John Paulson’s take on markets By Prieur du Plessis, on May 12th, 2011 posted in: Investment, Markets, Money
John Paulson, hedge fund billionaire of Paulson & Co that capitalized on the problems in mortgage backed securities, a few days ago addressed a Global Financial Services Conference hosted by UBS. The notes below are being circulated among traders. The original source is not known, but this version comes courtesy of Business Insider – Clusterstock. In short, Paulson is bullish on financials and gold, confident about the recovery, and thinks housing will be stable by 2012. The following are a few bullets on his talk: - Believes financials are under-followed at present whilst earnings are recovering.
- Confident US recovery is going to continue. One weak segment impeding growth is housing. However transition rate of delinquencies has dropped, i.e pool of delinquent mortgages is declining.

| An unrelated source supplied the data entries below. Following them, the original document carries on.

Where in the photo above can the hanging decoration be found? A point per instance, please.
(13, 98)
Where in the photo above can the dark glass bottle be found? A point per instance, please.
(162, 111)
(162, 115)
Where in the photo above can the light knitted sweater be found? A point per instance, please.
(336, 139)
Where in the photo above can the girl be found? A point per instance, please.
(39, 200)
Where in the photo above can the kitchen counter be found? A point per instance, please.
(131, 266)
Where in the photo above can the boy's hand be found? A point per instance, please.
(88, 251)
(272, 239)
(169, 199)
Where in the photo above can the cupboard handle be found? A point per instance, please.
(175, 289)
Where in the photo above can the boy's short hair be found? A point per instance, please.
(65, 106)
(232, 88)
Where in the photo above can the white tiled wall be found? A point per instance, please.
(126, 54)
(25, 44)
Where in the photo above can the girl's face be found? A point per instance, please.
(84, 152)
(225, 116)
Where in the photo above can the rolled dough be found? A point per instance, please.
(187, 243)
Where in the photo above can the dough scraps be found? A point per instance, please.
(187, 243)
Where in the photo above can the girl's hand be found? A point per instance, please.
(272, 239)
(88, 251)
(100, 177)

- Expect normal housing market by 2013.
- Assuming 7% S&P earnings and a normalized market PE, there is 34% upside.
- Financials’ earnings expected to recover strongly as provision expenses decline.

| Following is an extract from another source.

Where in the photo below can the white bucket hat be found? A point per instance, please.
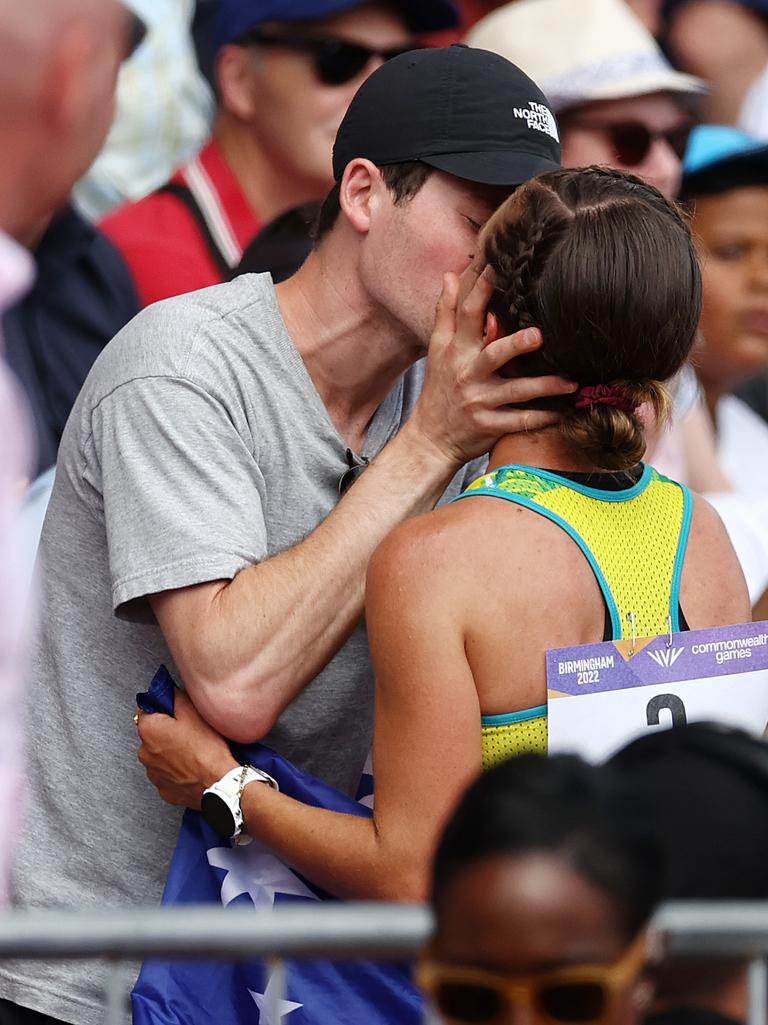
(580, 50)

- Sees 40–60% upside in bank stocks.
- Sees US banks as better capitalized an over-reserved vs European once, hence only European holding is Lloyds.
- Doesn’t see any good shorting opportunities in financials.
- Expect to see pick-up in M&A in financials, particularly cross-border.
- Doesn’t think gold is a crowded trade. Only a small portion of pension fund assets held in gold.